India’s inflation accelerated to a three-month high in March, dashing hopes of interest rate cuts to revive a sputtering economy.
The data was released on Tuesday in the midst of voting in India’s multi-phase election that a new poll suggests will be handily won by the right-wing Hindu nationalist opposition and its allies, who are running on a platform of rebuilding Asia’s third-largest economy.
The Wholesale Price Index (WPI), India’s closest-watched cost of living monitor, jumped by nearly a percentage point from the previous month to hit a year-on-year rate of 5.7 per cent in March, outstripping market forecasts of a 5.3 per cent reading.

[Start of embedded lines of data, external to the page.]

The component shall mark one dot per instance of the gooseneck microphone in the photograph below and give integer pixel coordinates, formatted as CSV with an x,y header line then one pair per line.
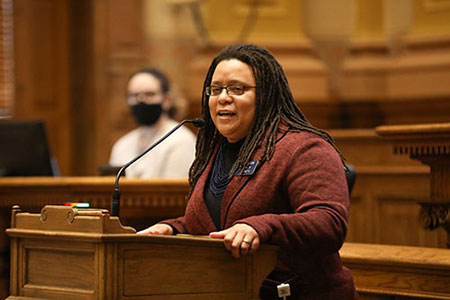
x,y
115,205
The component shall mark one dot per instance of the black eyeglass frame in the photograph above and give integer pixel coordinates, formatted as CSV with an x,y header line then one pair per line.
x,y
241,88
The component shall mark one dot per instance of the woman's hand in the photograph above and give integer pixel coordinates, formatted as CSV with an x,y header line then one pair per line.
x,y
162,229
239,239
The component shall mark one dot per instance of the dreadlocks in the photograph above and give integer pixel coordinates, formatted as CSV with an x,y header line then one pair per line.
x,y
274,104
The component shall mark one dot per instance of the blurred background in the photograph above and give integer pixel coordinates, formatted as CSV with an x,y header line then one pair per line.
x,y
350,63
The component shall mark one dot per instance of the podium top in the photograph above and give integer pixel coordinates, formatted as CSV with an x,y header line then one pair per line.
x,y
58,218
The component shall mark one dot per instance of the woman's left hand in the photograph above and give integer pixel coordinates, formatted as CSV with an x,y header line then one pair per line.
x,y
239,239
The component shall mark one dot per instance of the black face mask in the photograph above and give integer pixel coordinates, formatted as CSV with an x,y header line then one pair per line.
x,y
146,114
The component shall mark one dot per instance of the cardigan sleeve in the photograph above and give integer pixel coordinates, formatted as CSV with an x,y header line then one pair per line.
x,y
314,182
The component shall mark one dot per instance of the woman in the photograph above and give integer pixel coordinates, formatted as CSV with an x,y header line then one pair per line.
x,y
149,96
264,174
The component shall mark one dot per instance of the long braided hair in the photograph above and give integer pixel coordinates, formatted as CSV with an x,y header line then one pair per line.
x,y
274,104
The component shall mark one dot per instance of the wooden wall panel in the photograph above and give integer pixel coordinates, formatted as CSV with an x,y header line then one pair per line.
x,y
42,71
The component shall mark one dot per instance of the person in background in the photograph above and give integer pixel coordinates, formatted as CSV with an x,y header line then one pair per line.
x,y
264,174
149,98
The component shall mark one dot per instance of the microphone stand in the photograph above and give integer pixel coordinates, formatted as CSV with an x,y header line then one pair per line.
x,y
115,204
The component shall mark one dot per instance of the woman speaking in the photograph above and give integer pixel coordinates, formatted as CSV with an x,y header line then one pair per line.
x,y
263,174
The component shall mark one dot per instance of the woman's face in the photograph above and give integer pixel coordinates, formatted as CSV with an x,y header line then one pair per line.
x,y
233,114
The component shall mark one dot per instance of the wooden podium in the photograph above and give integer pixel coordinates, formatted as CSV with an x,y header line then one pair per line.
x,y
68,253
430,144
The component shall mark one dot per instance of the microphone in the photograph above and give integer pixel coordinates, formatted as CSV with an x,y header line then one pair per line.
x,y
115,204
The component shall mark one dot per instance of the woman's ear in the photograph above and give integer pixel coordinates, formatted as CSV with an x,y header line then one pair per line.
x,y
166,103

Inflation is a hugely sensitive political issue in India and the Congress government, fearing a voter backlash, has been desperate to curtail price rises, which cause huge suffering for the nation’s hundreds of million of poor by eroding their buying power.
The inflation numbers reversed a declining trend that had fanned hope the central bank might be winning its war on the rising cost of living.

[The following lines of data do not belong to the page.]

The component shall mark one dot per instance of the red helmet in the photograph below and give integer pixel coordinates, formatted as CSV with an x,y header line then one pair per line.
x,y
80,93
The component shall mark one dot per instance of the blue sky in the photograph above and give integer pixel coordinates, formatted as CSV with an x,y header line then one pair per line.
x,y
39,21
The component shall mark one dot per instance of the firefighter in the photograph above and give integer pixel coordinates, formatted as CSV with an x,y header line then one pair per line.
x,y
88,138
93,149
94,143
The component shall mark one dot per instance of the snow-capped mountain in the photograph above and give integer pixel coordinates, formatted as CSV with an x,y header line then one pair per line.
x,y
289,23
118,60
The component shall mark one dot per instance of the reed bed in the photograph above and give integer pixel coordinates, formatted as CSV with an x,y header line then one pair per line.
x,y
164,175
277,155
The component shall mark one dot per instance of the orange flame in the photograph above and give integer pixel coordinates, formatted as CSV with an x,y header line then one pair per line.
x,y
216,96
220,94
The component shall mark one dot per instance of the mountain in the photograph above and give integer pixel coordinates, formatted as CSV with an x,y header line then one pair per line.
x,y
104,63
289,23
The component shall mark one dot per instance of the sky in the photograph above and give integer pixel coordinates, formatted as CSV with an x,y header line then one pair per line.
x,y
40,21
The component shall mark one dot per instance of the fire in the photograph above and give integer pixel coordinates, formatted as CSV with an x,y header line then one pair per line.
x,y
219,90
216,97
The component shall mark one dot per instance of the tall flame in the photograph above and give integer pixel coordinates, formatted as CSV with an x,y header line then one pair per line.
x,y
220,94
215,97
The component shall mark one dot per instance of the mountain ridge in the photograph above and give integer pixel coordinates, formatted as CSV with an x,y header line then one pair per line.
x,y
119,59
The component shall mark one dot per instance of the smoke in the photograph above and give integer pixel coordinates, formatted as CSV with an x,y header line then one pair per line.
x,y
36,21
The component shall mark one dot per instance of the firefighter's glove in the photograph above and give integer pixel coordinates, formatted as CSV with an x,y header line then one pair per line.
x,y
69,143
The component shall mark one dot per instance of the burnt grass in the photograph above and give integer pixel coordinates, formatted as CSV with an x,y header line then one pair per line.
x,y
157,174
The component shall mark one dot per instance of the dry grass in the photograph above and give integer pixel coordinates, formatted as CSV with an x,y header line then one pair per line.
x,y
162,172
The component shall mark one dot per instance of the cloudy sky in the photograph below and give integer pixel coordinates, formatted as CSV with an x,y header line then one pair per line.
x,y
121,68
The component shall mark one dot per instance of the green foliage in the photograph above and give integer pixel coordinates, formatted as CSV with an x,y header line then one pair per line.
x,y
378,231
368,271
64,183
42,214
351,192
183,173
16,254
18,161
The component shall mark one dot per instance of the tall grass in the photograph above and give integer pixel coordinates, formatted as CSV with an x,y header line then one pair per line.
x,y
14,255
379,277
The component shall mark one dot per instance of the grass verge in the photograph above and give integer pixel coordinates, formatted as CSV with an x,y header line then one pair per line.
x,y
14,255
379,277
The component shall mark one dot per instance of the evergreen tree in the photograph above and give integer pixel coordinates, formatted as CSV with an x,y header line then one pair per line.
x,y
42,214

The climb means “any previously small chance of a near-term rate cut is now off the table”, said Glenn Levine, economist at Moody’s Analytics.
Investment house Bank of America-Merrill Lynch said it does not expect a rate cut until next March.
Despite pleas from business to lower interest rates, the Reserve Bank of India (RBI) insists monetary policy must remain tight to tame inflation and ensure long-term growth.
The RBI has raised its key lending rate three times since last September. It now stands at eight percent.
March inflation, the highest since December, was spurred by across-the-board price increases in food, fuel and manufacturing.
Rice was 12.6 per cent costlier than a year earlier, vegetables were up 8.6 per cent while fuel was 11 per cent more expensive.